Thanks for the clarification!
I'll add a GIL deep dive to my list, maybe even dig into the CPython source for examples.
Very informative and well structured. Learnt a few things.
And you have a perfect voice, fit for NatGeo type documentary narrations.
Cheers
thank you for this video! you deserve more likes and follows! people are missing out!
ty for (another) great video! my question, for the final example, on line 25. does this loop need to complete before the tasks will start? because it seems the "all tasks submitted" prints before the tasks start. if we were submitting many more tasks, would it still perform this way?
Great question! So the tasks actually start when submitted to the executor. The reason why is (almost) always prints that the tasks have been submitted first is because it does take a little bit of time for each process to start up.
Try this experiment: Add a time.sleep(1) between when the tasks are submitted and the print statement, then see what happens. Play around with the sleep time more as well.
very good video
Continue with more video, u r awesome ... Thank u...
On threading, racing condition...
Celery worker, distributed computing....
Real-world production grade python coding practices etc etc...
I'm a quant
Thank you for the kind words.
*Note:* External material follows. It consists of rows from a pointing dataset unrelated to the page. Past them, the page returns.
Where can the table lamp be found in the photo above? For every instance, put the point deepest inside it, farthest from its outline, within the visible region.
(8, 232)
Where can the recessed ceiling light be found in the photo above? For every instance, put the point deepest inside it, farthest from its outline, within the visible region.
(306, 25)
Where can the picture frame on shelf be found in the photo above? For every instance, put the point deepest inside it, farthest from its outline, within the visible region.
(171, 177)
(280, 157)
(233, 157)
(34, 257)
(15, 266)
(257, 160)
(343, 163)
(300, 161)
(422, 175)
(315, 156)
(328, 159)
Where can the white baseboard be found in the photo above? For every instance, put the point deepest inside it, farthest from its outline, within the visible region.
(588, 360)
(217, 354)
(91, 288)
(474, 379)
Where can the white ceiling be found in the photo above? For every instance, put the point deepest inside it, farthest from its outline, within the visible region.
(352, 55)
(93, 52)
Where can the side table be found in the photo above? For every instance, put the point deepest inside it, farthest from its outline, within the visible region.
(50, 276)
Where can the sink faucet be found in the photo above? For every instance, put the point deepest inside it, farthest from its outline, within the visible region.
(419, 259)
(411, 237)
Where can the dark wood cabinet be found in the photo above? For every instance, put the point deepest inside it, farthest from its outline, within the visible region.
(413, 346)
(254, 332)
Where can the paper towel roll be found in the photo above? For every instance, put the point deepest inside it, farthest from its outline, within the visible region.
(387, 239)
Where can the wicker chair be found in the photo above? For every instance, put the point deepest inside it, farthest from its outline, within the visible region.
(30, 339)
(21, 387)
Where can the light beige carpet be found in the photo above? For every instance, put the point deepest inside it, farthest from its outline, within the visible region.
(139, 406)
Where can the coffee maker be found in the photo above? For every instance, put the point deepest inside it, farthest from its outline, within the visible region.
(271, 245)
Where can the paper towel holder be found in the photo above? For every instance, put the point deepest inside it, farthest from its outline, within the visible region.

I do have a video on threading that covers lock race conditions.
There's also many more planned, including most of what you mentioned. Stay tuned
A lot of thanks for sharing your knowledge, dude! In the 2nd example when you're getting prime numbers I didn't know that way to test if a number is prime or not (what's its name?), so I coded the classical and academic definition of primes, and when I ran it, what a surprise, 20 min., 25 min., not finished, and I question myself WTF I'm doing wrong: so when I was washing my clothes, I realized it, the classical definition is making an absurd and vast amount of divisions when testing a number prime. I reviewed the code and looked for the best optimized prime testing until a video that explains a TH-cam channel called GeeksForGeeks, which is exactly like yours but coded differently (your code is also testing negative numbers which is good), and finally I kept following your explanation and I was much glad to remember that feeling of getting stuck by a task and resolving with my own effort plus your video and the other sources. ¡Saludos desde México, estimado!
That's my favorite part of programming, developing and testing possible solutions to interesting problems. Glad you enjoyed it!
hellos . how can i calculate overhead cost of multiprocessing
Interesting and tricky question! This is likely something you'll need external tooling for. The basic idea would be to snapshot your system's python processes before and after splitting off to multiprocessing.
This is one way but, depending on what type of overhead you're wanting to measure, there would be other ways to measure.